Винька в такие минуты уходил на край лагерной территории, за сарай, где хранились прогнившие лодки. Между сараем и глухим забором была заросшая лопухами щель, там валялись дырявые ведра. Никто про это место не знал, иначе здесь наверняка устроили бы свое убежище курильщики.

Винька усаживался на перевернутое ведро и смотрел вверх. Розовели облака. С забора на сарай и обратно прыгали воробьи. От вечернего солнца они казались рыжими. Воробьям было хорошо: дом их был рядом и по маме они не скучали.

Один раз, когда Винька вздохнул особенно горько и размазал по грязному колену упавшую слезу, кто-то в двух шагах от него колыхнул лопухи. Винька испуганно вскинул глаза.

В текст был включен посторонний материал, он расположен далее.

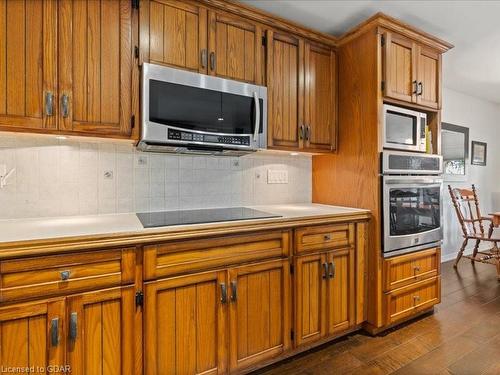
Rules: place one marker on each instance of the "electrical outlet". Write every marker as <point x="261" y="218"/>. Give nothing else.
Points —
<point x="275" y="176"/>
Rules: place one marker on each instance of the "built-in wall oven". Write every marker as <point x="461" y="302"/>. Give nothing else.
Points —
<point x="412" y="207"/>
<point x="404" y="129"/>
<point x="195" y="113"/>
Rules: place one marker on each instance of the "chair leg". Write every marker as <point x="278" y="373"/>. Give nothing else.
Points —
<point x="476" y="248"/>
<point x="459" y="255"/>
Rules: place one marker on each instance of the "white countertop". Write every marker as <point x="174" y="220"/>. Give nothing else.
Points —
<point x="75" y="226"/>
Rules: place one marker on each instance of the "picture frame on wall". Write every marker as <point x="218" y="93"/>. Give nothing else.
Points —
<point x="478" y="153"/>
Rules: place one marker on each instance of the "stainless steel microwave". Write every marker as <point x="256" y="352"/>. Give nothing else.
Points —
<point x="189" y="112"/>
<point x="404" y="129"/>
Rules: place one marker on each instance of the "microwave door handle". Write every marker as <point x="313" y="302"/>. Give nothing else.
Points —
<point x="257" y="117"/>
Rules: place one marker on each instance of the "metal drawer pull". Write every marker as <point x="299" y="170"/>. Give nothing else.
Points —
<point x="73" y="326"/>
<point x="234" y="291"/>
<point x="54" y="332"/>
<point x="325" y="270"/>
<point x="65" y="275"/>
<point x="65" y="105"/>
<point x="332" y="270"/>
<point x="49" y="104"/>
<point x="223" y="293"/>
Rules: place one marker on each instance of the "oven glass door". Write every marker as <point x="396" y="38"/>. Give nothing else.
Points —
<point x="401" y="129"/>
<point x="201" y="109"/>
<point x="412" y="212"/>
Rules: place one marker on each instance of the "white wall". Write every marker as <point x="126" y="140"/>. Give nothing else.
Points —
<point x="67" y="177"/>
<point x="483" y="120"/>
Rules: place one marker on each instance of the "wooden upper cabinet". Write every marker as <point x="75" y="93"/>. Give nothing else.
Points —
<point x="234" y="47"/>
<point x="320" y="110"/>
<point x="28" y="64"/>
<point x="285" y="90"/>
<point x="341" y="293"/>
<point x="177" y="34"/>
<point x="412" y="72"/>
<point x="428" y="74"/>
<point x="32" y="334"/>
<point x="310" y="297"/>
<point x="185" y="324"/>
<point x="259" y="312"/>
<point x="95" y="66"/>
<point x="400" y="67"/>
<point x="101" y="332"/>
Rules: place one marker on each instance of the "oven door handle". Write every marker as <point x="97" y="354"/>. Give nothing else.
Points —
<point x="426" y="181"/>
<point x="257" y="117"/>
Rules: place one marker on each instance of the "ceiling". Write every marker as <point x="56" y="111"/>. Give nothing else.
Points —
<point x="472" y="67"/>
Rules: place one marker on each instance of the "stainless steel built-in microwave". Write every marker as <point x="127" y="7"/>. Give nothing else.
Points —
<point x="194" y="113"/>
<point x="404" y="129"/>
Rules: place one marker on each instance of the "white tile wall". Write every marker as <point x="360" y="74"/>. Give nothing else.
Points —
<point x="73" y="177"/>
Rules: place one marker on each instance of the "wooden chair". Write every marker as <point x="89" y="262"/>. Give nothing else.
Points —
<point x="473" y="228"/>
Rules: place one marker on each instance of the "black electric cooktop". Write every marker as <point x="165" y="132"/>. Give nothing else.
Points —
<point x="210" y="215"/>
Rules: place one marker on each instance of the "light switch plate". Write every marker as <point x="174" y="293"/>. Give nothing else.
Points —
<point x="277" y="176"/>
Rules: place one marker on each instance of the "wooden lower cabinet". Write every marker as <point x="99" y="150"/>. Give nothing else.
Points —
<point x="324" y="294"/>
<point x="31" y="334"/>
<point x="185" y="324"/>
<point x="259" y="312"/>
<point x="101" y="332"/>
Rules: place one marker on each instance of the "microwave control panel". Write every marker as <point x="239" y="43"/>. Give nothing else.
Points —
<point x="178" y="135"/>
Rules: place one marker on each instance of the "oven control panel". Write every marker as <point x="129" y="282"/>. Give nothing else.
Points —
<point x="186" y="136"/>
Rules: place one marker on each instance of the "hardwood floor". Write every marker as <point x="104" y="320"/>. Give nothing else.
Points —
<point x="461" y="337"/>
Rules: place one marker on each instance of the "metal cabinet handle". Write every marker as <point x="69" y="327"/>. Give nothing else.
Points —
<point x="49" y="104"/>
<point x="65" y="275"/>
<point x="325" y="270"/>
<point x="415" y="87"/>
<point x="54" y="332"/>
<point x="212" y="61"/>
<point x="332" y="270"/>
<point x="234" y="291"/>
<point x="73" y="326"/>
<point x="65" y="105"/>
<point x="204" y="58"/>
<point x="223" y="293"/>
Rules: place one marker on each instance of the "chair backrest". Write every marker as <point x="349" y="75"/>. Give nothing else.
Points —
<point x="467" y="208"/>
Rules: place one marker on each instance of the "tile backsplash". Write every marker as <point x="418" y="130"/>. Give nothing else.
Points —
<point x="55" y="177"/>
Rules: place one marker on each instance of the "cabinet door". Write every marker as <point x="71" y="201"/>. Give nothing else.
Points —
<point x="310" y="288"/>
<point x="320" y="97"/>
<point x="101" y="332"/>
<point x="185" y="325"/>
<point x="259" y="312"/>
<point x="341" y="296"/>
<point x="285" y="90"/>
<point x="95" y="66"/>
<point x="428" y="72"/>
<point x="31" y="334"/>
<point x="177" y="34"/>
<point x="400" y="71"/>
<point x="234" y="46"/>
<point x="28" y="63"/>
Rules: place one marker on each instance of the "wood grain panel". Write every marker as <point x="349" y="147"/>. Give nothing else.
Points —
<point x="185" y="325"/>
<point x="285" y="90"/>
<point x="310" y="298"/>
<point x="103" y="333"/>
<point x="27" y="63"/>
<point x="320" y="110"/>
<point x="95" y="37"/>
<point x="256" y="341"/>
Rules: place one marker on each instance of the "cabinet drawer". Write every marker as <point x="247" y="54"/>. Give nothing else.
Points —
<point x="323" y="237"/>
<point x="65" y="274"/>
<point x="410" y="268"/>
<point x="188" y="256"/>
<point x="412" y="299"/>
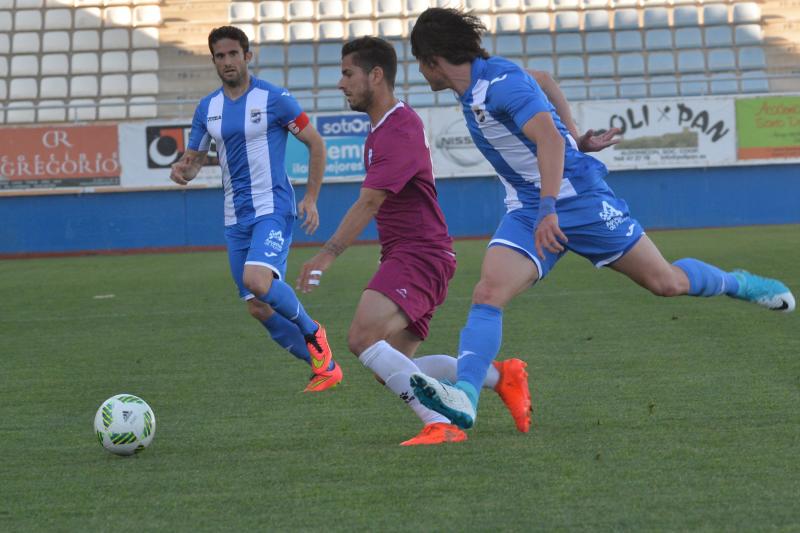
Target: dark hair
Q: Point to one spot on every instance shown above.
(228, 32)
(370, 52)
(449, 33)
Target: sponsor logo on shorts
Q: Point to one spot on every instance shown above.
(613, 217)
(274, 240)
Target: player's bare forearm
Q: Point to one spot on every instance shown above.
(187, 167)
(550, 154)
(351, 226)
(316, 160)
(557, 98)
(549, 149)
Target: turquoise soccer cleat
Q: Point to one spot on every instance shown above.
(447, 400)
(770, 293)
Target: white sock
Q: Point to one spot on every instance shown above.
(395, 370)
(446, 367)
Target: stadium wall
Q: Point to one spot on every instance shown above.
(147, 220)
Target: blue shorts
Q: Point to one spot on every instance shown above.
(266, 243)
(597, 224)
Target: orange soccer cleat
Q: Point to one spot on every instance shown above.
(319, 349)
(514, 391)
(437, 433)
(326, 380)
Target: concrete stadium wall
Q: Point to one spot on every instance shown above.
(659, 199)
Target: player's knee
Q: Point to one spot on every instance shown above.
(665, 286)
(258, 310)
(359, 339)
(488, 293)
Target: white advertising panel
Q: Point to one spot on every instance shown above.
(665, 133)
(148, 150)
(453, 152)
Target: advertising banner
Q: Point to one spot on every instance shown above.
(344, 135)
(148, 150)
(59, 156)
(768, 127)
(452, 149)
(665, 133)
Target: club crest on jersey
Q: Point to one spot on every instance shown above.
(274, 240)
(613, 217)
(480, 114)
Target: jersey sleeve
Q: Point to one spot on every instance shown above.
(199, 138)
(517, 96)
(392, 163)
(290, 114)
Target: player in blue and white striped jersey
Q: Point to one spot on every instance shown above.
(249, 120)
(557, 200)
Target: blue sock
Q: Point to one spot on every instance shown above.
(480, 342)
(288, 336)
(283, 300)
(707, 280)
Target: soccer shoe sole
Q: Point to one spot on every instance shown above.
(432, 396)
(781, 301)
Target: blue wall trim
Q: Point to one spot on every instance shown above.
(675, 198)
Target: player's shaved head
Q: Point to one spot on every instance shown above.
(228, 32)
(370, 52)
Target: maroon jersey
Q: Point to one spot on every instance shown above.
(398, 160)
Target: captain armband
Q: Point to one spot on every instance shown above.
(298, 124)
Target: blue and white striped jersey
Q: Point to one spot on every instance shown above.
(250, 134)
(500, 100)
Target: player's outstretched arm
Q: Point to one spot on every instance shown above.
(187, 167)
(588, 142)
(351, 226)
(307, 208)
(550, 149)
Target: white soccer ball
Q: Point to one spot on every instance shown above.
(125, 424)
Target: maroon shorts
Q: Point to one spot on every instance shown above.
(417, 283)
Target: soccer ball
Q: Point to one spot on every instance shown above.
(125, 424)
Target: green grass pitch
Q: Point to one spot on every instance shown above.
(650, 414)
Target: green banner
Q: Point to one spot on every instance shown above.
(768, 128)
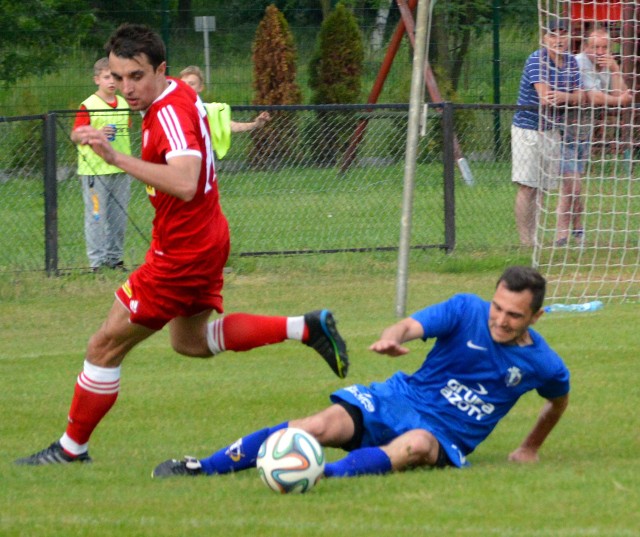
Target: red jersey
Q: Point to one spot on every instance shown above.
(183, 232)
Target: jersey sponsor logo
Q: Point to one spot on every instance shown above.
(475, 347)
(363, 398)
(467, 400)
(234, 451)
(461, 457)
(513, 377)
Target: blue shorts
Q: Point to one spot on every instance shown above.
(574, 157)
(387, 415)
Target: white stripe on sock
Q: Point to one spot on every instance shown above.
(295, 327)
(215, 336)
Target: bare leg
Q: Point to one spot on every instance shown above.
(525, 211)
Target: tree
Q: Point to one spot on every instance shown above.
(335, 76)
(35, 35)
(335, 72)
(274, 82)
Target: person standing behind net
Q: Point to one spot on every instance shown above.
(550, 78)
(180, 282)
(219, 115)
(605, 86)
(105, 188)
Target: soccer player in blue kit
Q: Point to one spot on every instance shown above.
(486, 356)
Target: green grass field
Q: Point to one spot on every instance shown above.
(585, 485)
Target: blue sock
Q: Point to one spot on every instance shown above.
(240, 455)
(359, 462)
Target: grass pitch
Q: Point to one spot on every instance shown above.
(585, 485)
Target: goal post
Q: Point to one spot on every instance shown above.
(587, 240)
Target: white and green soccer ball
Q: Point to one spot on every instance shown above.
(290, 460)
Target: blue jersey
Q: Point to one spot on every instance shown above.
(540, 68)
(466, 384)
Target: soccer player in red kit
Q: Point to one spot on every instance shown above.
(180, 282)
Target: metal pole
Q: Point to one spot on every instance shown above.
(497, 139)
(207, 68)
(415, 105)
(165, 30)
(50, 196)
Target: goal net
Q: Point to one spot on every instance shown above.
(588, 225)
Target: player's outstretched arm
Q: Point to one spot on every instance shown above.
(549, 416)
(392, 338)
(179, 177)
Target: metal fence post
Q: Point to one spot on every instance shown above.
(448, 155)
(50, 195)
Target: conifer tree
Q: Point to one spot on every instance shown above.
(274, 82)
(335, 76)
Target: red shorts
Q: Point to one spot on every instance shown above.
(157, 291)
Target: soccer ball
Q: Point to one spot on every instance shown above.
(290, 460)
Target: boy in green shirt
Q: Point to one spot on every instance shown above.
(105, 188)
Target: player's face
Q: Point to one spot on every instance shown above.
(105, 82)
(136, 79)
(556, 42)
(597, 46)
(510, 315)
(194, 82)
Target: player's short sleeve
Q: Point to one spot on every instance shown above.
(440, 320)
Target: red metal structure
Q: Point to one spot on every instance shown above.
(406, 25)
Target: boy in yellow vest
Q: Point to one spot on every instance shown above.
(219, 115)
(105, 188)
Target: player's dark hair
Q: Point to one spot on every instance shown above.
(131, 40)
(518, 279)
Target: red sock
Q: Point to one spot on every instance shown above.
(92, 399)
(244, 331)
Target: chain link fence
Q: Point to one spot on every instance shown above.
(315, 179)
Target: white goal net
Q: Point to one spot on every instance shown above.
(587, 240)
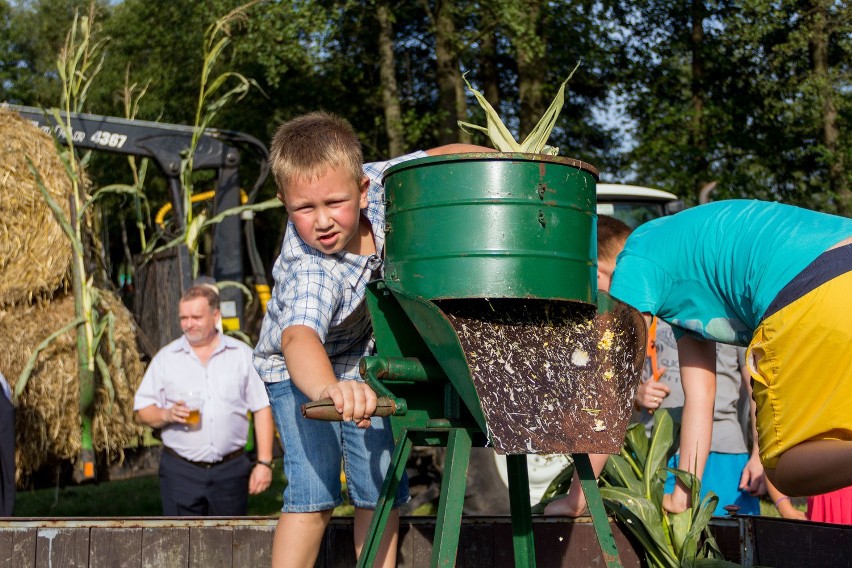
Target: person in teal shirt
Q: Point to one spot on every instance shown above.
(777, 279)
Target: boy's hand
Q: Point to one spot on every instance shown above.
(354, 400)
(676, 502)
(753, 479)
(650, 394)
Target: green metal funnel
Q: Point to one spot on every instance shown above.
(492, 225)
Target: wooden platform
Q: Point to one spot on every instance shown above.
(159, 542)
(246, 542)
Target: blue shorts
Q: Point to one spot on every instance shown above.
(314, 449)
(722, 476)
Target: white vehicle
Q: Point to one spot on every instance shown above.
(634, 204)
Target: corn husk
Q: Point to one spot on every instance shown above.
(500, 136)
(34, 252)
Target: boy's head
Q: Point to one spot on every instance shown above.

Рядом стоял очкастый мальчик из их третьего отряда. По прозвищу Ужик.

3

Звали его Глеб. А фамилия была Капитанов.

Он так и сказал на сборе знакомства: Глеб Капитанов. Но многие поняли это как “Глебка Питанов”. Прозвища в первый день лепили наскоро — сокращая фамилии. Но “Пита н” было непонятно. Почти сразу переделали в “Питон”. А потом кто-то из лагерных остряков заметил:

— Не питон, а кобра, потому что очковая змея.

Но “Кобра” тоже не прижилась. Рассудили, что кобра — змея грозная и ядовитая, не подступись. А Глебка был из тех, кто муху не обидит. И потому еще один остряк внес поправку:

— Не кобра, а безобидный уж. Хоть узлом завязывай — не укусит…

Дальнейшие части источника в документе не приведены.